Skype founders suing eBay

The $US1.9 billion sale of Skype to a group of US, London and Canadian investors is under threat, after Skype’s founders launched a copyright lawsuit against Skype’s owner eBay.

Joltid, a peer-to-peer software company owned by Skype’s founders, has accused Skype of infringing on its technology “at least 100,000 times each day” in the United States, CNet says.
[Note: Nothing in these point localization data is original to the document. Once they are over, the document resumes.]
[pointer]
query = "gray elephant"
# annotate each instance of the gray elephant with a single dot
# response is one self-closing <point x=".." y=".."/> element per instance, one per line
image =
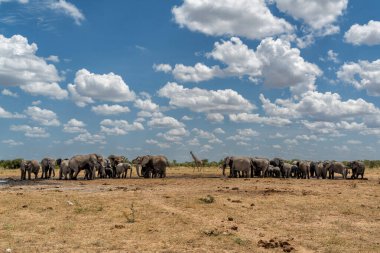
<point x="273" y="171"/>
<point x="63" y="168"/>
<point x="304" y="170"/>
<point x="358" y="168"/>
<point x="151" y="165"/>
<point x="114" y="161"/>
<point x="122" y="170"/>
<point x="336" y="167"/>
<point x="48" y="167"/>
<point x="29" y="167"/>
<point x="237" y="164"/>
<point x="320" y="170"/>
<point x="259" y="166"/>
<point x="294" y="171"/>
<point x="285" y="169"/>
<point x="90" y="163"/>
<point x="313" y="168"/>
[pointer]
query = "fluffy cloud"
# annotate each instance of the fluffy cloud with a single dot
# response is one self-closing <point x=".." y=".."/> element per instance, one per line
<point x="275" y="61"/>
<point x="109" y="109"/>
<point x="9" y="93"/>
<point x="68" y="9"/>
<point x="88" y="138"/>
<point x="198" y="73"/>
<point x="362" y="75"/>
<point x="146" y="105"/>
<point x="157" y="143"/>
<point x="42" y="116"/>
<point x="174" y="135"/>
<point x="243" y="135"/>
<point x="74" y="126"/>
<point x="8" y="115"/>
<point x="318" y="14"/>
<point x="283" y="66"/>
<point x="165" y="122"/>
<point x="205" y="101"/>
<point x="215" y="117"/>
<point x="13" y="143"/>
<point x="88" y="87"/>
<point x="119" y="127"/>
<point x="256" y="118"/>
<point x="248" y="18"/>
<point x="33" y="132"/>
<point x="368" y="34"/>
<point x="166" y="68"/>
<point x="19" y="66"/>
<point x="319" y="106"/>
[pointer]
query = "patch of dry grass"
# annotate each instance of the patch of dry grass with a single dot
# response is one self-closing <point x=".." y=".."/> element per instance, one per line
<point x="166" y="215"/>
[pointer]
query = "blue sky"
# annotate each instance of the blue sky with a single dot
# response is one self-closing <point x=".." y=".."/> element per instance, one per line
<point x="295" y="78"/>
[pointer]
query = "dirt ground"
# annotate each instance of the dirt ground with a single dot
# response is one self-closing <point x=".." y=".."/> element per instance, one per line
<point x="190" y="212"/>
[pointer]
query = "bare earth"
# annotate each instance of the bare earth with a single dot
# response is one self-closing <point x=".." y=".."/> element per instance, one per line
<point x="167" y="215"/>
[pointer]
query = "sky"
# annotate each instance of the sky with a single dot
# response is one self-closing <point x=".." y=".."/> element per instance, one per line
<point x="274" y="78"/>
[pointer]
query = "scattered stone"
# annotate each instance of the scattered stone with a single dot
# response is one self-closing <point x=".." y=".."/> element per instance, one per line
<point x="235" y="228"/>
<point x="212" y="232"/>
<point x="274" y="243"/>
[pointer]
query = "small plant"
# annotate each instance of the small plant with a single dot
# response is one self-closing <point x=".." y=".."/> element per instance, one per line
<point x="208" y="199"/>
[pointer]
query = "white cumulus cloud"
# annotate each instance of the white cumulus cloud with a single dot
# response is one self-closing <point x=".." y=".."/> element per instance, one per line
<point x="89" y="87"/>
<point x="367" y="34"/>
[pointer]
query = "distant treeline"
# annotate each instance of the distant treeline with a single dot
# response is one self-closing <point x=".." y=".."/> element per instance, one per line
<point x="15" y="164"/>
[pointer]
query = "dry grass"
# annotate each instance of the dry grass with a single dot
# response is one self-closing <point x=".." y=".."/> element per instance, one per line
<point x="167" y="215"/>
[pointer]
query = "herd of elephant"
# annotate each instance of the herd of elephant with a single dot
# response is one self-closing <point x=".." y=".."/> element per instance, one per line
<point x="241" y="166"/>
<point x="95" y="165"/>
<point x="148" y="166"/>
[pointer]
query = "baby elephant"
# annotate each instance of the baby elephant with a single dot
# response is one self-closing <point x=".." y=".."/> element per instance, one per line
<point x="122" y="170"/>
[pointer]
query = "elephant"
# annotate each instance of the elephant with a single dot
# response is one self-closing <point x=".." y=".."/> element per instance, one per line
<point x="114" y="161"/>
<point x="105" y="170"/>
<point x="276" y="162"/>
<point x="320" y="170"/>
<point x="285" y="169"/>
<point x="303" y="170"/>
<point x="89" y="163"/>
<point x="30" y="167"/>
<point x="151" y="165"/>
<point x="358" y="168"/>
<point x="335" y="167"/>
<point x="313" y="168"/>
<point x="294" y="171"/>
<point x="259" y="166"/>
<point x="48" y="166"/>
<point x="122" y="170"/>
<point x="273" y="171"/>
<point x="63" y="168"/>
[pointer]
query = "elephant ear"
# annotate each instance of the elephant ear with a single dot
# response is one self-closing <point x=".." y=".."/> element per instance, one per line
<point x="145" y="160"/>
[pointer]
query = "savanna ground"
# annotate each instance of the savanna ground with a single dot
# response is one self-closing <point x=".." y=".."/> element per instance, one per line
<point x="175" y="214"/>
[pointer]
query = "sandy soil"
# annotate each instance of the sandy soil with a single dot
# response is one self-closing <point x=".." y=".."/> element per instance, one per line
<point x="175" y="214"/>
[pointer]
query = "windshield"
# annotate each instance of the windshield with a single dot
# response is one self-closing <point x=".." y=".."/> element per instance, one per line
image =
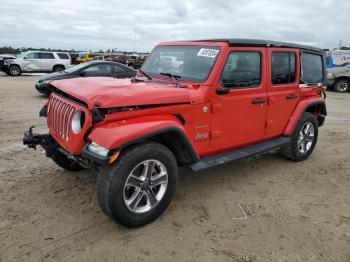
<point x="192" y="63"/>
<point x="76" y="68"/>
<point x="22" y="54"/>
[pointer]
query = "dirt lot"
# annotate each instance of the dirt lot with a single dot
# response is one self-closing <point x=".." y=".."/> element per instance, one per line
<point x="260" y="209"/>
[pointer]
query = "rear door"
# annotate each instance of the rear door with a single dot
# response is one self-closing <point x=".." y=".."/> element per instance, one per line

The company has also filed a copyright suit against Skype in the UK.

“The Skype companies have continued to infringe Joltid’s copyrighted works on a massive scale,” the lawsuit says.

“Each day that the Skype Companies continue to make available its internet telephone software for download, Skype users download Joltid’s copyrighted works approximately six times per second.”

Joltid is seeking a permanent injunction against Skype and damages, which it says reaches $US75 million a day. eBay denies the allegations.

“Their allegations and claims are without merit and are founded on fundamental legal and factual errors,” eBay spokesman John Pluhowski said in a statement.

The suit is the latest development in an ongoing copyright dispute between the Skype technology developers and eBay, which bought the VOIP provider for $2.6 billion in 2005.

Co-founders Janus Friis and Niklas Zennstrom say Joltid holds the intellectual property rights to several key VOIP applications which it has licensed to a number of companies, including Skype.

Joltid’s lawsuit was filed in California two weeks after eBay announced its intended sale of a 65% stake in Skype to private equity firm Silver Lake Partners, London-based Index Ventures, the Canada Pension Plan Investment Board and venture capital firm Andreessen Horowitz.